Bigger and Jack remain in the pool hall. Bigger feels hysteria rising in him. He decides he needs a strong stimulus to push the hysteria down. He recognizes his life works in a rhythm of "indifference and violence; periods of abstract brooding and periods of intense desire; moments of silence and moments of anger." He and Jack go for a walk. They decide to go to the theater to a double-feature movie. One is called "The Gay Woman", whose posters advertise rich, white kids, and another film is called "Trader Horn", whose posters show African people "dancing against a wild background of barbaric jungle." The first movie, "The Gay Woman", features a rich white woman who keeps a lover while being married to another man. Bigger and Jack discuss all the sexual things that they have heard rich white women will do. Bigger wonders if his prospective job will put him in contact with any women like the one featured in the movie.

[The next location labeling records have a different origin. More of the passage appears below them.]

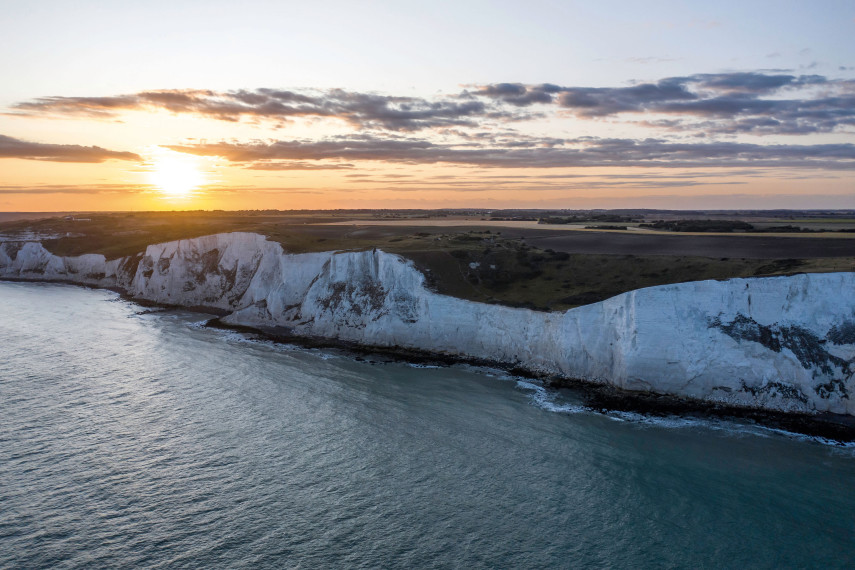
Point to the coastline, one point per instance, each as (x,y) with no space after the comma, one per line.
(597,397)
(775,343)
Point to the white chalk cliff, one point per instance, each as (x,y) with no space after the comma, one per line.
(782,343)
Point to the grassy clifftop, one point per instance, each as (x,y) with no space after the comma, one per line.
(477,263)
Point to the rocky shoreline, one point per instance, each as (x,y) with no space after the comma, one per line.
(781,344)
(599,398)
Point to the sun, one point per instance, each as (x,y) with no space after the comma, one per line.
(175,174)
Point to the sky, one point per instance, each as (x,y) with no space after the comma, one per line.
(538,104)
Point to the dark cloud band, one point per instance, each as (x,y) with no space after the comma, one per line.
(16,148)
(587,152)
(723,103)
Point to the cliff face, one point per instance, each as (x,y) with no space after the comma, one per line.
(784,343)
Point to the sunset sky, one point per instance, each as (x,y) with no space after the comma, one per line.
(248,105)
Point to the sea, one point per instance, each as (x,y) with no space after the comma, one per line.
(136,437)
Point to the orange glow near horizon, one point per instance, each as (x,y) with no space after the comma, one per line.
(176,175)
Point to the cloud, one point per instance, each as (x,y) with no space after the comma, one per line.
(755,102)
(16,148)
(582,152)
(363,110)
(299,165)
(742,102)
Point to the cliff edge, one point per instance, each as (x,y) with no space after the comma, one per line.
(777,343)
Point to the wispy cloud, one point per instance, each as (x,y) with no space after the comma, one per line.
(757,102)
(581,152)
(364,110)
(16,148)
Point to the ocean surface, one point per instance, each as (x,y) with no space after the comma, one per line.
(131,438)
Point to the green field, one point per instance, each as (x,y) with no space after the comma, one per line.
(480,264)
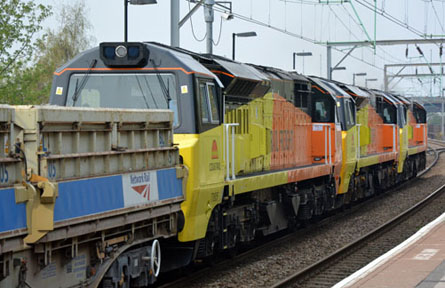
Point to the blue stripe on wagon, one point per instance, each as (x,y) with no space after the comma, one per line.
(168,185)
(12,215)
(90,196)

The movie also features a bomb-toting communist who tries to blow up the woman, but is foiled by the woman's lover. Bigger and Jack discuss the little they know about communists. They think it might be a "race of folks who live in Russia." Jack guesses communists must not like rich people.

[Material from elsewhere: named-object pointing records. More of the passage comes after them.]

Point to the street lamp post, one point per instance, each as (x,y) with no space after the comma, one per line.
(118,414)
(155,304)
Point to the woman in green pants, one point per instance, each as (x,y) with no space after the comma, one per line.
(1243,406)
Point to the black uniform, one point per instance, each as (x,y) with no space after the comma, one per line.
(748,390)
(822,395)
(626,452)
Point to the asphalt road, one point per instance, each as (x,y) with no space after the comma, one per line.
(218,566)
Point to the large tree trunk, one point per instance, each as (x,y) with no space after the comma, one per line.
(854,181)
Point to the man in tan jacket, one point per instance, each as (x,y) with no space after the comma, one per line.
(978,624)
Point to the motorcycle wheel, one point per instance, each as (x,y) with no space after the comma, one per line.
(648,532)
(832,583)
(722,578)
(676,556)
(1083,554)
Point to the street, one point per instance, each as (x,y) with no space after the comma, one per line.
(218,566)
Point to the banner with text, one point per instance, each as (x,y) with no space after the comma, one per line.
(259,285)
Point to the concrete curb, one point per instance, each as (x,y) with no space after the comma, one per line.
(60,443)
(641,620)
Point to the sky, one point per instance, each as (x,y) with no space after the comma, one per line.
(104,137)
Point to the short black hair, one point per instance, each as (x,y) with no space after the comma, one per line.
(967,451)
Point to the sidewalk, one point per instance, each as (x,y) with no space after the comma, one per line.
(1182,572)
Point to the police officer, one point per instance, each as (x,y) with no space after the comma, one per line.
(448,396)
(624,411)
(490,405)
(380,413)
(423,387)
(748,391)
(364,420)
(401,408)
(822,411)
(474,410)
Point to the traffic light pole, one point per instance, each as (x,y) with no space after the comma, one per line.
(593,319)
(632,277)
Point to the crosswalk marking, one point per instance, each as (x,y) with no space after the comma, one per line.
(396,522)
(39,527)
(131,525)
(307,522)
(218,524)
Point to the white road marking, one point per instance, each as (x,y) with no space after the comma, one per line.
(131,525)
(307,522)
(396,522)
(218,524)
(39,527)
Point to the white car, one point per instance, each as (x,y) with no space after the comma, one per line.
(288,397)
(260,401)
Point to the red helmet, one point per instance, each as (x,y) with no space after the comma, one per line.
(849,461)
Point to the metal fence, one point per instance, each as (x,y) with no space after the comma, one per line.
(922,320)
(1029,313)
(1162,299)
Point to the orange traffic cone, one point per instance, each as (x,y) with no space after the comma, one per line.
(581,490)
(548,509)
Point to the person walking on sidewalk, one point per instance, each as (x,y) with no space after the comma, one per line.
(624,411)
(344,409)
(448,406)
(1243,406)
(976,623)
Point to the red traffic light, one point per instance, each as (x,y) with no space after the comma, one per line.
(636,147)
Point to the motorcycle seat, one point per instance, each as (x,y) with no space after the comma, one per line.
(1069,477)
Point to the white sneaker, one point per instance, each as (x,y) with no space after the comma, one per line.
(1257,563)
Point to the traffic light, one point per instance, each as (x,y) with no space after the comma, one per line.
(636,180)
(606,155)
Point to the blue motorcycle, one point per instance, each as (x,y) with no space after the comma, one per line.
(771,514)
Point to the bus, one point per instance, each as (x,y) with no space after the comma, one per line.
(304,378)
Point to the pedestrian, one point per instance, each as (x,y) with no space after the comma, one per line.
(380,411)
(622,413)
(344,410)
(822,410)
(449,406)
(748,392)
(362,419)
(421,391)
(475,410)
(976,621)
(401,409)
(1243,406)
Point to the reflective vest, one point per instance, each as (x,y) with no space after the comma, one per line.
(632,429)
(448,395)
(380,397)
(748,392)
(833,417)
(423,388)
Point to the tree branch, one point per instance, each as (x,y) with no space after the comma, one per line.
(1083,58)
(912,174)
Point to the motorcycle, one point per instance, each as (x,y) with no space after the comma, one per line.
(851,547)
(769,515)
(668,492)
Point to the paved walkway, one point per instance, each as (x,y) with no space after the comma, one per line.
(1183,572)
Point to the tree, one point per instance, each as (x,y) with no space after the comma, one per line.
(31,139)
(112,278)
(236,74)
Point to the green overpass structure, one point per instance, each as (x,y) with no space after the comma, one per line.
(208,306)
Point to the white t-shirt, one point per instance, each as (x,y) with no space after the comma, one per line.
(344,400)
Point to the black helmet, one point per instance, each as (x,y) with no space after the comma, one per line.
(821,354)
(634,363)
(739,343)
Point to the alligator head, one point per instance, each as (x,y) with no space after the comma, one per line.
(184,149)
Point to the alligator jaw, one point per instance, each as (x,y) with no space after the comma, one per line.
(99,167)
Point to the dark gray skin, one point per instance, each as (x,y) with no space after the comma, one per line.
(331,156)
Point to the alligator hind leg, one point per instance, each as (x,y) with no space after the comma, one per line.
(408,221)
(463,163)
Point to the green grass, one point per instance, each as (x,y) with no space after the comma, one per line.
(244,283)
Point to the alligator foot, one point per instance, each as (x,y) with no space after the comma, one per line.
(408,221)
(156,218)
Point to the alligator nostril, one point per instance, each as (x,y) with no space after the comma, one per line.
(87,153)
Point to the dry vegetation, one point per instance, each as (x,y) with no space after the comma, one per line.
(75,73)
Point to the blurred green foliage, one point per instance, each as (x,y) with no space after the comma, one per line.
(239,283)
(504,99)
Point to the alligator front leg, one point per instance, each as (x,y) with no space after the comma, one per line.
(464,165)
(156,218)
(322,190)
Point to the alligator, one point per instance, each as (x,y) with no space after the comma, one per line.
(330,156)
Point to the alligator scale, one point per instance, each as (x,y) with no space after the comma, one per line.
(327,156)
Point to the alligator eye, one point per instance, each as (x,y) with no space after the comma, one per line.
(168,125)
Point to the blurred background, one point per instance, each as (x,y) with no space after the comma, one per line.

In the movie, the woman is filled with remorse after the bomb attack and returns to her husband to live happily ever after. The boys wonder if people actually live like that and decide they must since they are rich. Bigger begins to feel more willing to take the job for the Daltons.

The second feature, Trader Horn, shows naked African men and women dancing wildly. While he watches the screen, Bigger decides rich white people are really not so bad. He decides it is only the poor whites who hate African Americans because they cannot get their share of the money. He remembers hearing his mother say rich white people "liked negroes better than they did poor whites." He decides that if poor white people cannot make money, they deserve to be taken advantage of. "It was the rich white people who were smart and knew how to treat people." He remembers a story of a marriage between an African American chauffeur and a rich white woman. Bigger decides he would be foolish to rob Blum's just before getting such a good job.

The boys leave the theatre and Bigger goes home to get his gun. At home, he hears his mother singing, "Lord, I want to be a Christian." He goes to Doc's to meet the others. His body hungers for action. Gus has not come. Bigger knows Gus will not show up. When he does arrive, Bigger brutally beats Gus, then holds a knife on him and threatens to kill him, all to avoid the robbery. The movies made him want the Dalton's job and further contact with the rich white people. He humiliates and tortures Gus.